Hi all. For this week’s post, I will be reflecting upon this week’s video lecture, entitled “Citizenship and Rights in the New Republics. More precisely, I will be discussing race and its importance in discourse.

Stated in the lecture is that “race is a social construct, rather than a biological fact”. This is not true, as there are notable physical and genetic differences between racial (or rather ethnic ancestry) groups, which are common to people of a common ethnic ancestry group. Skin colour, types of hair and facial characteristics are only parts of it. To deny this would be to deny decades of scientific research that has been documenting this topic thoroughly. Although there is genetic variation between members of the same race, there are still trends and commonalities between such members. Nonetheless, this does not make race more or less important as a political or moral argument, and also does not take away stress from the fact that we should base our discourse and reflections on one’s personality and psychological characteristics, rather than the biology they are assigned or born with. Additionally, this is not to say that these ethnic ancestry differences are to be part of a broader moral argument, such as “Africans are X, and thus are better at Y than Caucasians”, which is highly reprehensible and factually incorrect. To read more about this topic, I highly recommend Vivian Chou’s article posted on Harvard’s SITN website.

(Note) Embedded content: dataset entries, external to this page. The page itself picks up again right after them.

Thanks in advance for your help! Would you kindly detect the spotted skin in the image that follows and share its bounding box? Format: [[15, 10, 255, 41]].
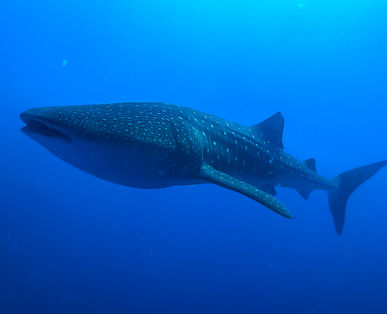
[[21, 102, 384, 226]]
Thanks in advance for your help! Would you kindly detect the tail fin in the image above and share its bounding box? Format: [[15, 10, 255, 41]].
[[328, 160, 387, 234]]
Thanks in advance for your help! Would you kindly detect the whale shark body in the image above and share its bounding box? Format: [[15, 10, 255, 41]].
[[20, 102, 387, 234]]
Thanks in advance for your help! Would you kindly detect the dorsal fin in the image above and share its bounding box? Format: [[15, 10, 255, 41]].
[[296, 187, 313, 200], [251, 112, 285, 148], [304, 158, 316, 171]]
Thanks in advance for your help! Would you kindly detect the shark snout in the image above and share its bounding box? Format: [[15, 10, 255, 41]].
[[20, 108, 71, 141]]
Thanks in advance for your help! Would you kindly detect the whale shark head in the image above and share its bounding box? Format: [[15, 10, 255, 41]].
[[20, 103, 186, 188]]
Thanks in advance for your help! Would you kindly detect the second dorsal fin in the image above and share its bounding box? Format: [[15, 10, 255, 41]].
[[251, 112, 285, 148]]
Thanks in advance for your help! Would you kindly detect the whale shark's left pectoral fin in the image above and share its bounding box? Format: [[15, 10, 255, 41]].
[[200, 164, 293, 218]]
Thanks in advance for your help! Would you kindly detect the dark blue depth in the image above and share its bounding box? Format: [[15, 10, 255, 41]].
[[0, 0, 387, 314]]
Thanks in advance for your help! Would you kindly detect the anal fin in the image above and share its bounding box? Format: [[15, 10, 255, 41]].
[[200, 164, 293, 218]]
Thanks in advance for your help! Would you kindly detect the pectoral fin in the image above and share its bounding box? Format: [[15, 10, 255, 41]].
[[200, 164, 293, 218]]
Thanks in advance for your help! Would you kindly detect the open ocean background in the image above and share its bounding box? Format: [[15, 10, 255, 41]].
[[0, 0, 387, 314]]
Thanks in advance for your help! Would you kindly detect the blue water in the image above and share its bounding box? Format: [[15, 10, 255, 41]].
[[0, 0, 387, 314]]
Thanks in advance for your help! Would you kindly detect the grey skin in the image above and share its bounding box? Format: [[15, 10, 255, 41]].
[[20, 102, 387, 233]]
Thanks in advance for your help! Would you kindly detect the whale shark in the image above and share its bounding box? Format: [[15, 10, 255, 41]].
[[20, 102, 387, 234]]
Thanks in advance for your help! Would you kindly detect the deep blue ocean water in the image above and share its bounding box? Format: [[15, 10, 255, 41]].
[[0, 0, 387, 314]]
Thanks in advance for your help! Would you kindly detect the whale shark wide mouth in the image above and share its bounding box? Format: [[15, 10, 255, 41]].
[[20, 113, 72, 142]]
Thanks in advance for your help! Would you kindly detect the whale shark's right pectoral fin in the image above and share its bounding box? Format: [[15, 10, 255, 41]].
[[200, 164, 293, 218]]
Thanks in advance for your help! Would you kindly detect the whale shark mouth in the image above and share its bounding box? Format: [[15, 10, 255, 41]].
[[20, 113, 72, 142]]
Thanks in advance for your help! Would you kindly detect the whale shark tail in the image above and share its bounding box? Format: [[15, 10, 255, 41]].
[[328, 160, 387, 234]]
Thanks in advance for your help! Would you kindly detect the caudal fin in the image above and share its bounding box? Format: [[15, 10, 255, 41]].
[[328, 160, 387, 234]]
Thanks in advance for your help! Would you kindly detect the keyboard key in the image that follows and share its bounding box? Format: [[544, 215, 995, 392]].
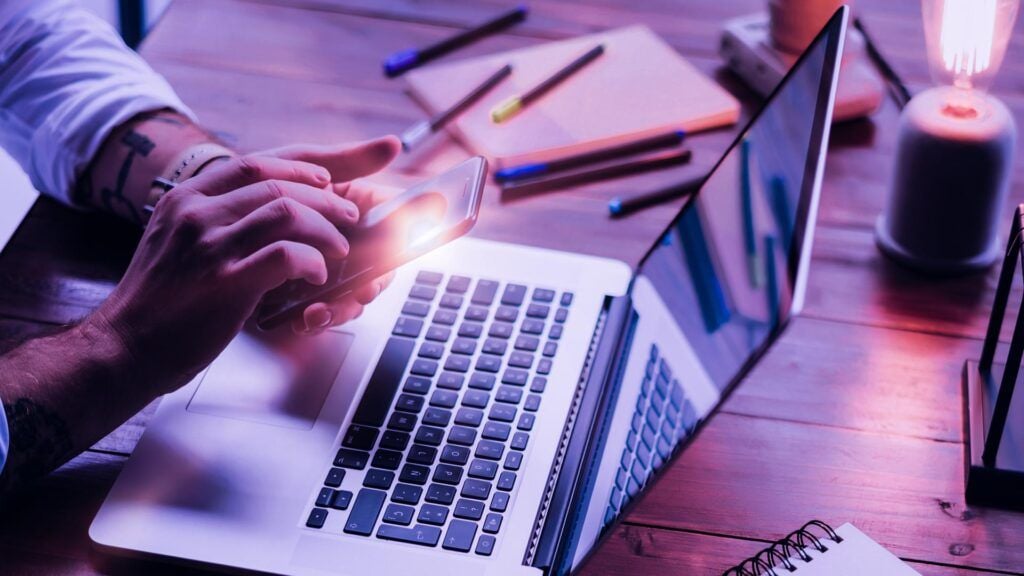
[[441, 444, 469, 464], [424, 484, 456, 504], [384, 504, 416, 526], [377, 524, 441, 546], [476, 440, 505, 460], [430, 389, 459, 408], [467, 458, 498, 480], [462, 390, 490, 408], [495, 306, 519, 322], [344, 488, 387, 536], [498, 471, 515, 492], [519, 318, 544, 334], [424, 324, 452, 342], [469, 372, 495, 390], [460, 478, 490, 500], [416, 426, 444, 446], [352, 337, 416, 426], [434, 308, 459, 326], [487, 322, 513, 338], [452, 498, 483, 526], [502, 284, 526, 306], [391, 316, 423, 338], [362, 468, 394, 490], [398, 464, 430, 486], [444, 356, 471, 374], [471, 280, 498, 306], [522, 394, 541, 412], [495, 385, 522, 404], [423, 408, 452, 428], [418, 342, 444, 360], [455, 403, 483, 428], [441, 515, 476, 552], [306, 508, 327, 528], [409, 284, 437, 300], [482, 512, 502, 534], [331, 490, 352, 510], [449, 426, 476, 446], [406, 444, 437, 466], [526, 304, 551, 319], [534, 288, 555, 302], [459, 322, 483, 338], [466, 306, 488, 322], [371, 450, 401, 471], [480, 420, 512, 442], [476, 534, 495, 556], [324, 468, 345, 488], [432, 464, 462, 486], [505, 452, 522, 470], [452, 337, 476, 356], [391, 484, 423, 504], [488, 404, 516, 422], [437, 372, 466, 390], [399, 300, 430, 317], [334, 448, 370, 470], [515, 334, 541, 352], [416, 270, 444, 286], [437, 294, 462, 310], [509, 431, 529, 451], [483, 338, 509, 356], [490, 492, 509, 512], [387, 412, 416, 431], [416, 504, 447, 526]]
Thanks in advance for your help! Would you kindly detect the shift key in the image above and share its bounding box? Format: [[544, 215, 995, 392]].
[[345, 488, 387, 536]]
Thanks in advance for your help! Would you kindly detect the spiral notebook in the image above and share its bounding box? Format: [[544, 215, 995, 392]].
[[722, 520, 921, 576]]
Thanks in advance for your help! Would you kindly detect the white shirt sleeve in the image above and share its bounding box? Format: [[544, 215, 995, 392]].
[[0, 0, 191, 203]]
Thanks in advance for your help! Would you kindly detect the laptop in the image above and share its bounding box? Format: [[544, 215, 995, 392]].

Additionally, it is true that these racial differences have been highlighted and even heightened, which has caused historical divisions that have led to many conflicts and brutal wars. The Casta paintings namely commit this fallacy by highlighting racial difference in order to justify different racial treatments and racial superiority. In Latin America, even today, there is still a tremendous divide between peoples of European vs. Indigenous ancestry. In Mexico, notably, there have been studies done about how Mexicans of European, Indigenous or even Latin American ancestry have experienced different social, political and economic treatments. Most individuals in positions of power are still of European or Latin American descent, and only recently was the National Indigenous Congress (similar to the Congressional Black Caucus in the United States) created and had elected political representatives. This is also a problem throughout the rest of the world, including the West, which is not deprived of this. The economic/financial wage gap between ethnic groups is still something that is grappled with in Canada and the United States to this day.